Manası: O’dur ki, peygamberini hidayet ve hak din (İslam dini) ile gönderdi; İslam dininin faziletini göstermek için… Buna şahid olarak da Allah yeter. (El-Fetḥ suresi, 28. ayet)

Değerli kardeşlerim; Allâh, peygamberlerin sonuncusu olan, peygamber efendimiz Muḥammed‘i gönderdi. O ise, emrolunduğu şeyleri yerine getirdi, risaleti tebliğ etti, müjdeledi ve uyardı. Kendisine eziyet edildi, ancak o sabretti. O, sıcakta ve soğukta, yazda ve kışta, gece gündüz, sıkılmadan ve bıkmadan öğretti ve emretti. Öyle ki, ona karşı azgın davrananlar, ona itaat ettiler ve onun vaazlarından dolayı kaya gibi sert olan kalpler yumuşadı. Onun yolunun nuru ile kararmış olan kalpler aydınlandı. Allâh onu, doğruluğunun delili olarak açık mucizeler ile destekledi. Peygamber efendimize, hayatında hasıl olan mucizeler bir hayli çoktur. Bir söze göre, bu mucizelerin sayısı 1000 ile 3000 arasındadır. İmam Şâfi‘î şöyle buyurmuştur: ‘Allâh, Muḥammed’e, diğer peygamberlere verilen mucizelerin ya mislini, ya da daha yücesini vermiştir.’

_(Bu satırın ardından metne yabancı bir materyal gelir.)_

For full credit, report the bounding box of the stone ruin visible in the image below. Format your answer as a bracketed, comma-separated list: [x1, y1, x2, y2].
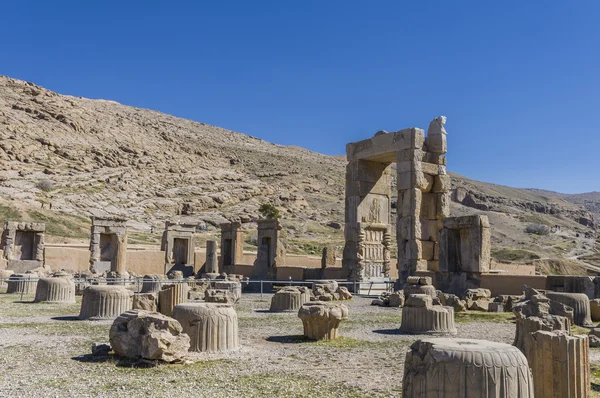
[343, 117, 450, 283]
[79, 285, 133, 320]
[34, 272, 75, 304]
[546, 291, 593, 326]
[270, 286, 311, 312]
[403, 338, 534, 397]
[399, 294, 456, 335]
[161, 220, 198, 275]
[253, 219, 286, 279]
[403, 276, 436, 298]
[89, 217, 128, 276]
[438, 215, 491, 293]
[202, 240, 219, 279]
[298, 301, 348, 341]
[311, 280, 352, 301]
[1, 221, 45, 272]
[158, 283, 188, 317]
[6, 272, 38, 294]
[220, 221, 244, 270]
[172, 302, 239, 353]
[109, 310, 190, 363]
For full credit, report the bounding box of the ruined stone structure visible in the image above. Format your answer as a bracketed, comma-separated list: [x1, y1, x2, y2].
[403, 276, 437, 298]
[79, 285, 133, 320]
[213, 281, 242, 302]
[298, 301, 348, 341]
[528, 331, 590, 398]
[203, 240, 219, 278]
[545, 292, 593, 326]
[6, 273, 38, 294]
[1, 221, 45, 272]
[161, 220, 197, 274]
[220, 222, 244, 270]
[89, 217, 128, 275]
[253, 219, 286, 279]
[270, 286, 307, 312]
[34, 276, 75, 303]
[344, 117, 450, 283]
[438, 215, 491, 292]
[140, 274, 165, 293]
[400, 294, 457, 335]
[513, 288, 572, 354]
[158, 283, 188, 317]
[172, 303, 239, 353]
[132, 292, 157, 311]
[403, 338, 534, 397]
[547, 275, 599, 299]
[0, 269, 14, 287]
[109, 310, 190, 363]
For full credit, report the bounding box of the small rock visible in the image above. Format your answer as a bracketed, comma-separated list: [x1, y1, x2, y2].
[91, 342, 111, 356]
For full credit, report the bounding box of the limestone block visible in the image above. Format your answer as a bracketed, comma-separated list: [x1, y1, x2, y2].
[213, 281, 242, 302]
[312, 280, 338, 297]
[397, 216, 421, 240]
[420, 193, 437, 220]
[404, 284, 436, 298]
[464, 288, 491, 300]
[6, 273, 38, 294]
[400, 295, 456, 335]
[133, 293, 157, 311]
[546, 292, 593, 326]
[109, 310, 190, 363]
[437, 292, 467, 312]
[297, 286, 313, 302]
[270, 287, 306, 312]
[528, 331, 589, 398]
[140, 274, 165, 293]
[389, 291, 405, 307]
[79, 285, 133, 320]
[158, 283, 188, 317]
[488, 302, 504, 312]
[437, 193, 451, 219]
[335, 286, 352, 300]
[432, 175, 450, 193]
[421, 241, 435, 261]
[469, 299, 490, 312]
[34, 277, 76, 303]
[204, 289, 235, 304]
[298, 301, 348, 341]
[167, 270, 184, 280]
[590, 298, 600, 322]
[172, 302, 239, 353]
[403, 338, 534, 397]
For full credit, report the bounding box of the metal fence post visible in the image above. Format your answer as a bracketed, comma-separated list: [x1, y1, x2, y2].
[260, 280, 263, 299]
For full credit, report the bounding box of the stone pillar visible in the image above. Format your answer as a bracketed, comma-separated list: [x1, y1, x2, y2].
[399, 295, 456, 335]
[158, 283, 188, 317]
[270, 287, 306, 312]
[205, 240, 219, 274]
[254, 219, 286, 279]
[528, 331, 590, 398]
[114, 233, 127, 275]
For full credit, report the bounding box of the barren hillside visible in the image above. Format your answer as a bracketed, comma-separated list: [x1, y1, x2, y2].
[0, 75, 598, 271]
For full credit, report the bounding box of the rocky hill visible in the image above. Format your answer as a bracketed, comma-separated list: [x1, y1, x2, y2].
[0, 75, 599, 271]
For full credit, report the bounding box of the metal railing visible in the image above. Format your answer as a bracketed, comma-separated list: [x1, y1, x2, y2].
[0, 276, 395, 298]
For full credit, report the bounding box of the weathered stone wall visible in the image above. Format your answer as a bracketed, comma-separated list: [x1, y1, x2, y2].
[161, 220, 197, 267]
[220, 222, 244, 269]
[2, 221, 45, 271]
[89, 217, 128, 274]
[253, 219, 286, 279]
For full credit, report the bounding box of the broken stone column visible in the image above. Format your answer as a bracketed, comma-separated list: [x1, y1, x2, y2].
[6, 273, 38, 294]
[204, 289, 235, 304]
[270, 287, 307, 312]
[513, 289, 572, 353]
[158, 283, 188, 317]
[140, 274, 165, 293]
[546, 292, 593, 326]
[0, 269, 14, 287]
[132, 293, 158, 311]
[204, 240, 219, 277]
[109, 310, 190, 363]
[528, 331, 590, 398]
[79, 285, 133, 320]
[403, 338, 534, 397]
[34, 276, 76, 303]
[172, 302, 239, 353]
[403, 276, 437, 298]
[400, 294, 457, 335]
[298, 301, 348, 341]
[213, 281, 241, 302]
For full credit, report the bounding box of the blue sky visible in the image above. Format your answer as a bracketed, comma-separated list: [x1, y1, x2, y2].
[1, 1, 599, 193]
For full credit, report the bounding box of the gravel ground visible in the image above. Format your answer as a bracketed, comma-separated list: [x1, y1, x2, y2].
[0, 290, 595, 397]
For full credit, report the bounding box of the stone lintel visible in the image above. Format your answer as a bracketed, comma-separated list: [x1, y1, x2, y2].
[346, 128, 425, 161]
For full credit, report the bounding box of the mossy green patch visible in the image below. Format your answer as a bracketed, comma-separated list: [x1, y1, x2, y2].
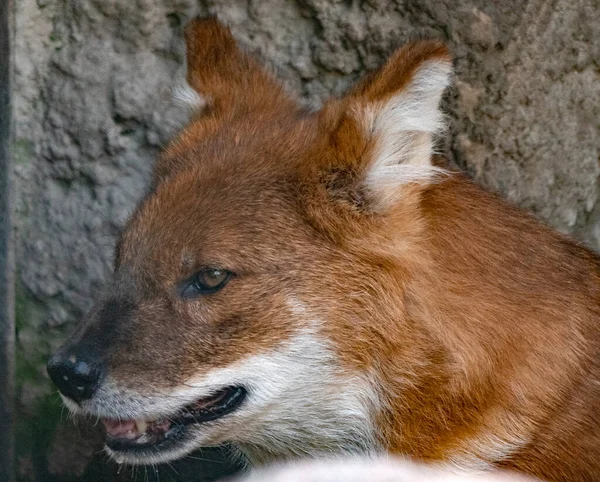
[13, 138, 35, 166]
[16, 392, 64, 482]
[15, 282, 51, 388]
[14, 283, 69, 480]
[15, 283, 45, 332]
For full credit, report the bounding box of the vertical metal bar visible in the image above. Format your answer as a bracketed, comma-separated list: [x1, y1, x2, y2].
[0, 0, 14, 480]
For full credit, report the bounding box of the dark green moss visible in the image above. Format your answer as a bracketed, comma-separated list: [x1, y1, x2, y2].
[13, 138, 34, 166]
[16, 393, 64, 482]
[14, 283, 65, 481]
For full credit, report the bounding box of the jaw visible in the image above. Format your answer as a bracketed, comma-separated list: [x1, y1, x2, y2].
[60, 329, 381, 466]
[102, 386, 247, 465]
[235, 436, 380, 469]
[60, 385, 250, 465]
[105, 425, 205, 465]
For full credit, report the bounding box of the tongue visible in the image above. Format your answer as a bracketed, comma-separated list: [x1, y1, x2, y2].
[103, 419, 138, 438]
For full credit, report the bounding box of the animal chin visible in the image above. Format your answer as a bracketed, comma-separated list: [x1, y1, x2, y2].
[102, 386, 246, 456]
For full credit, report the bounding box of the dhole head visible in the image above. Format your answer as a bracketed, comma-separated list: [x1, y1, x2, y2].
[47, 17, 452, 465]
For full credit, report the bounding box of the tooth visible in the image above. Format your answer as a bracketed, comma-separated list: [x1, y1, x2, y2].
[136, 420, 148, 433]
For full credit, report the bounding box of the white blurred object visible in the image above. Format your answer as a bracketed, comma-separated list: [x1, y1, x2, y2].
[232, 456, 540, 482]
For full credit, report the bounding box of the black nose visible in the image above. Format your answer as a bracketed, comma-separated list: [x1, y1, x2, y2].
[46, 354, 103, 403]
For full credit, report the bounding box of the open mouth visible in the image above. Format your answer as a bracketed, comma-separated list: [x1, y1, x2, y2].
[102, 386, 246, 453]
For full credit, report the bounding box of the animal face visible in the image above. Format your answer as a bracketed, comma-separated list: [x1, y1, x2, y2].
[47, 17, 451, 465]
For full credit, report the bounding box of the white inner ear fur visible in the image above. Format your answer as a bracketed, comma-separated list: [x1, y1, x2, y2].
[357, 59, 453, 207]
[172, 61, 206, 112]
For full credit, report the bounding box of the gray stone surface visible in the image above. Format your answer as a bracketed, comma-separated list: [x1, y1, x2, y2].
[12, 0, 600, 480]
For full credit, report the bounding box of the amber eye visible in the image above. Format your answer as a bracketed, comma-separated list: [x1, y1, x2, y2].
[182, 268, 232, 298]
[195, 268, 229, 289]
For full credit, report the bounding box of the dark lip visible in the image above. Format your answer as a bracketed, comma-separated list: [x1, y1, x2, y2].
[105, 386, 247, 453]
[106, 422, 185, 453]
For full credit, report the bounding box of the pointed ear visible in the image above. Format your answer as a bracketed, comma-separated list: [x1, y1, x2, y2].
[175, 17, 295, 116]
[316, 40, 452, 212]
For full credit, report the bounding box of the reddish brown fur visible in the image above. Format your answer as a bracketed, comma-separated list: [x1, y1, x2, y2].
[326, 176, 600, 480]
[52, 17, 599, 481]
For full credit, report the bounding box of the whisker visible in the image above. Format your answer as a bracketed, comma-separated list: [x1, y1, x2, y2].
[184, 453, 225, 464]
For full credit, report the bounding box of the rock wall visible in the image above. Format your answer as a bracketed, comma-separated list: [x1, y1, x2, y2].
[12, 0, 600, 480]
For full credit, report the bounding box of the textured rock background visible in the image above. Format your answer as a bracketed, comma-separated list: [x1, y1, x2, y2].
[12, 0, 600, 480]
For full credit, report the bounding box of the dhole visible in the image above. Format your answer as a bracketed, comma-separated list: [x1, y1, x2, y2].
[47, 17, 599, 482]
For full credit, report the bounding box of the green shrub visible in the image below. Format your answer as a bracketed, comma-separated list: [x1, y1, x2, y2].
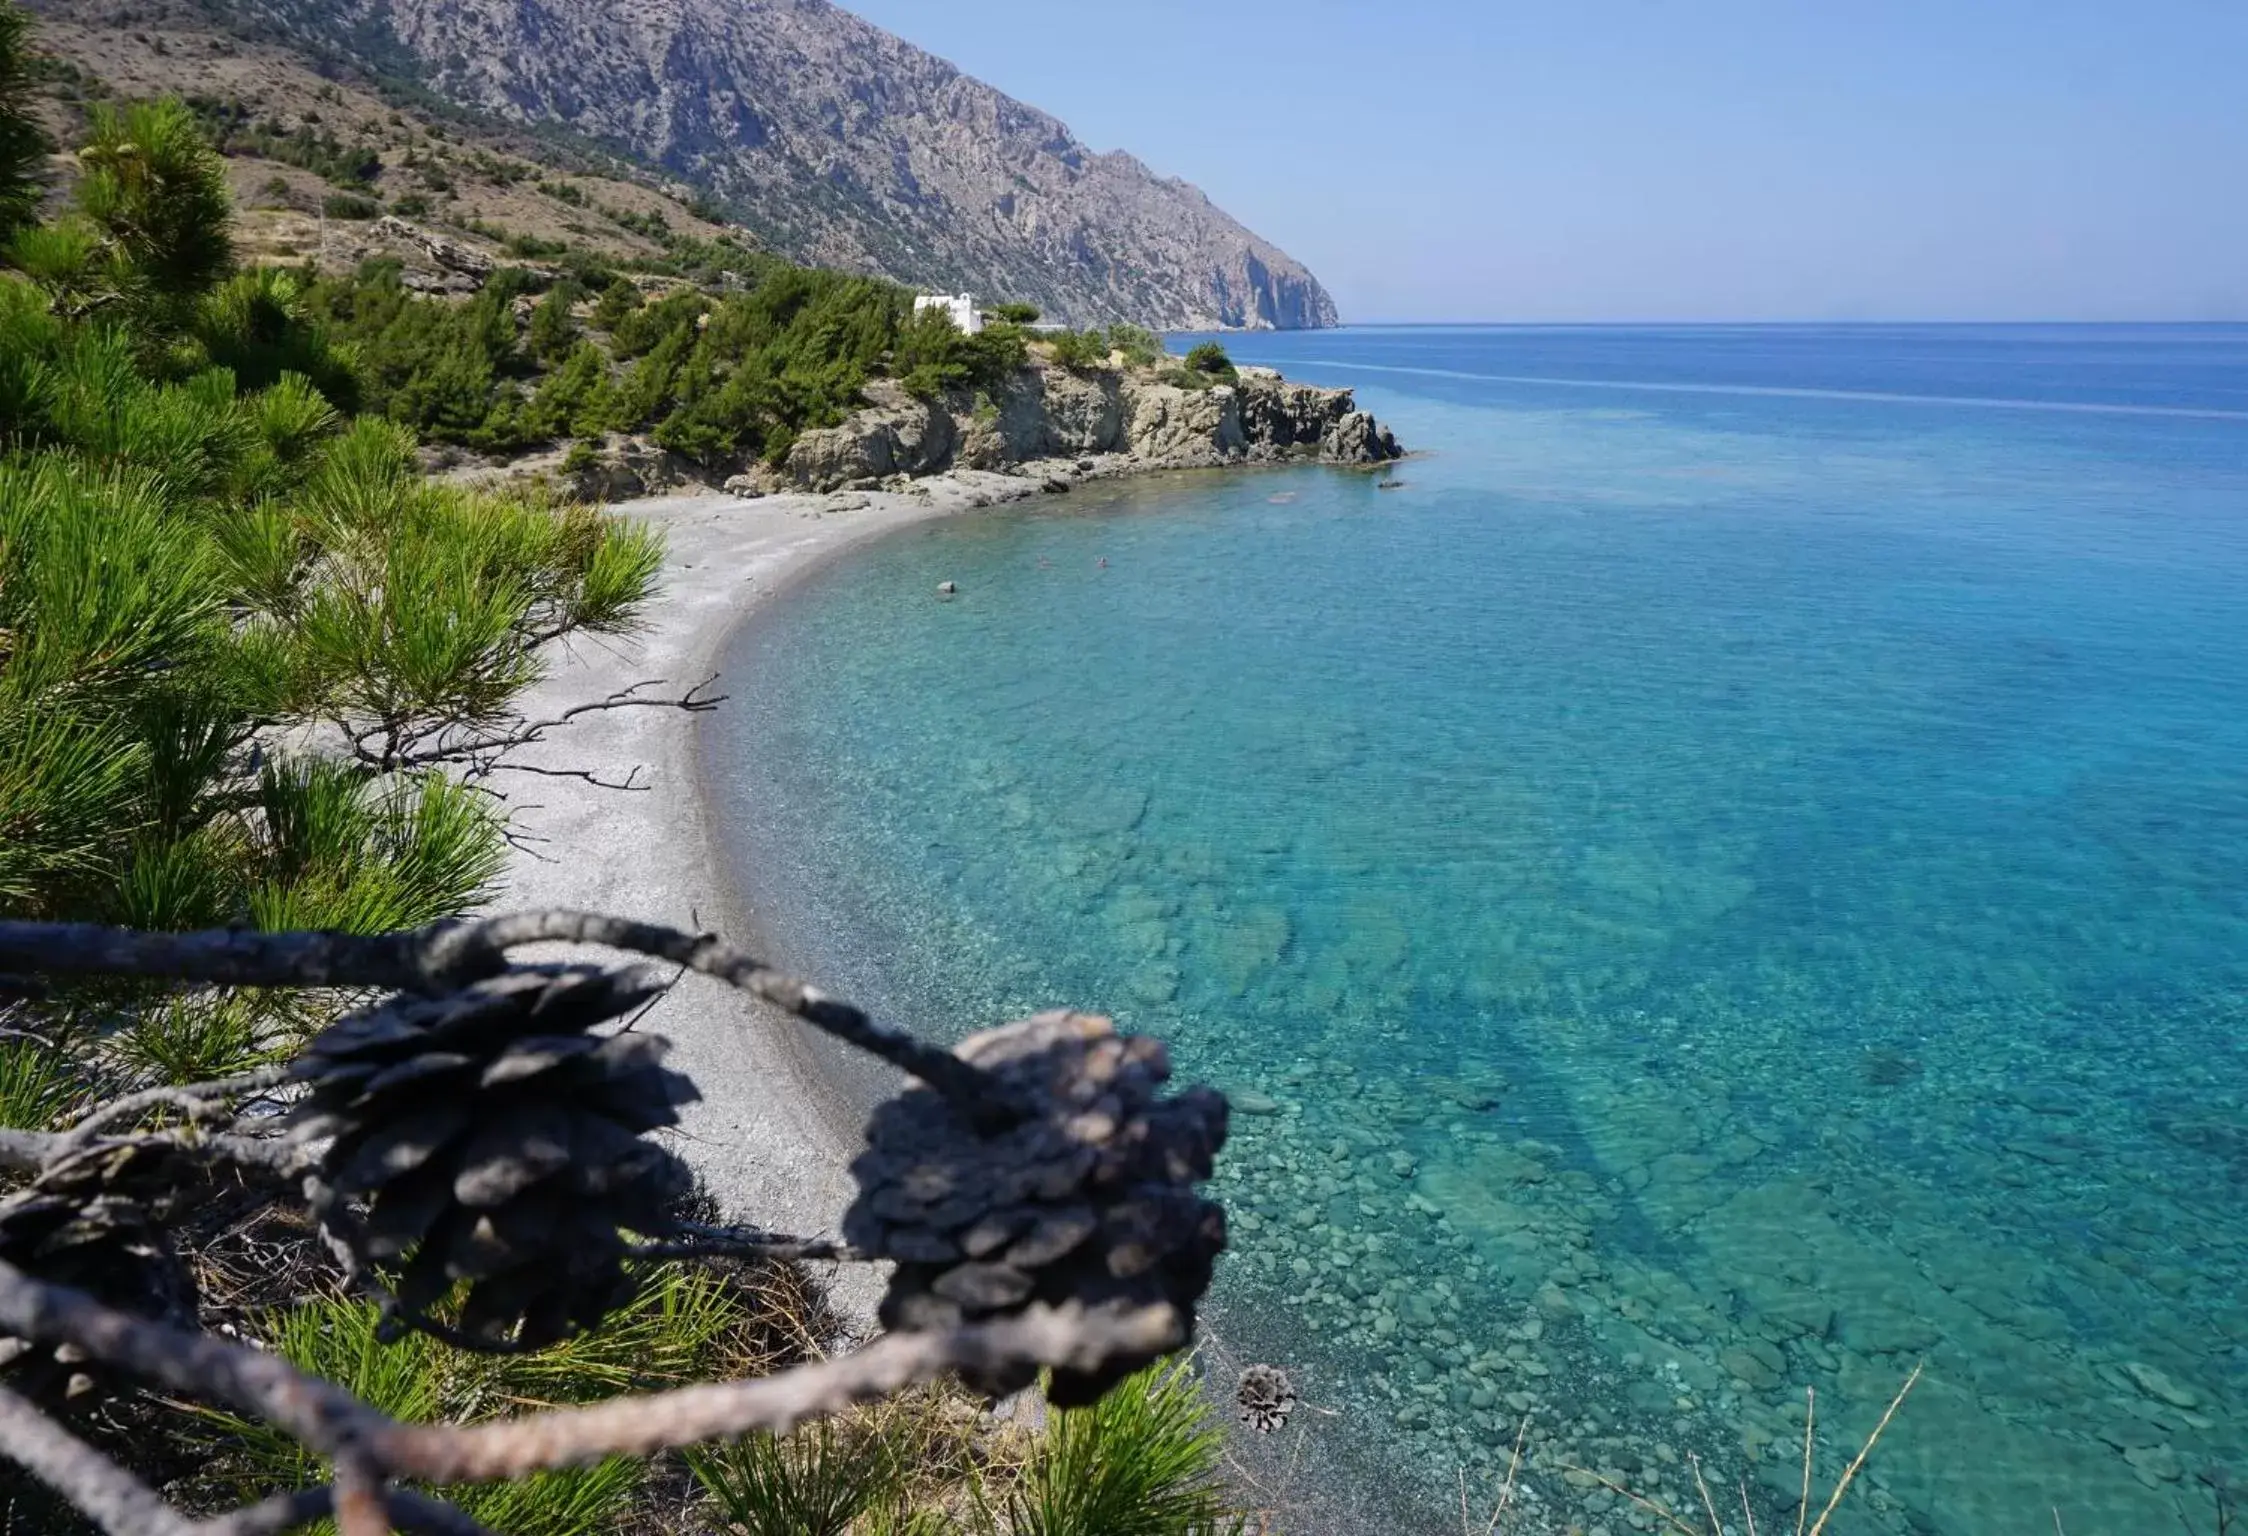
[987, 1361, 1244, 1536]
[1184, 341, 1234, 377]
[1107, 324, 1162, 367]
[1045, 328, 1111, 372]
[527, 279, 583, 363]
[321, 191, 379, 220]
[991, 301, 1040, 324]
[590, 273, 641, 331]
[685, 1423, 902, 1536]
[389, 192, 429, 217]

İmam Şâfi‘î‘ye ‘Îsâ peygambere ölüleri diriltme mucizesi verildi’ dendiğinde ise, kendisi şöyle cevap vermiştir: ‘Kendisine (Muḥammed’e), bir ağaç kütüğün ona olan hasretinden dolayı inlemesi mucizesi verilmiştir, öyle ki ağaç kütüğünün sesi duyulmuştu. Bu daha büyük bir mucizedir.’ Buhârî Sahih‘inde Câbir bin Abdillâh‘tan (Radiyallâhu anhumâ), bir kadının, Allâh Rasûlü’ne şöyle dediğini rivayet etmektedir: ‘Ey, Allâh‘ın Rasûlü, sana, üzerinde durabileceğin bir şey yaptırmayayım mı? Benim marangoz olan bir oğlum var. Peygamber efendimiz meâlen şöyle buyurdu: Dilersen, yap. Câbir bin Abdillâh devamında şöyle buyurdu: ‘Böylece onun için minberi inşa ettirdi ve Rasûlullâh, cuma günü, kendisi için yapılan minberin üzerine çıktı. Önceden hutbeyi başında verdiği ağaç kütüğü çığlık attı ve az kalsın parçalanacaktı. Sonrasında peygamber indi, onu tuttu ve ona sarıldı. İnlemekte olan ağaç kütüğü – sakinleştirilen çocuk gibi – yavaş yavaş sakinleşti, İbn-i Hibbân Sahih’inde, Hasan’ın (Radiyallâhu anhu) bu konu hakkında konuştuğunda ağlayıp şöyle dediğini rivayet ediyor: ‘Ey Allâh’ın kullları, bir ağaç Rasûlullâh’a hasret kaldı. Öyleyse sizin ona daha fazla hasret duymanız gerekiyor.’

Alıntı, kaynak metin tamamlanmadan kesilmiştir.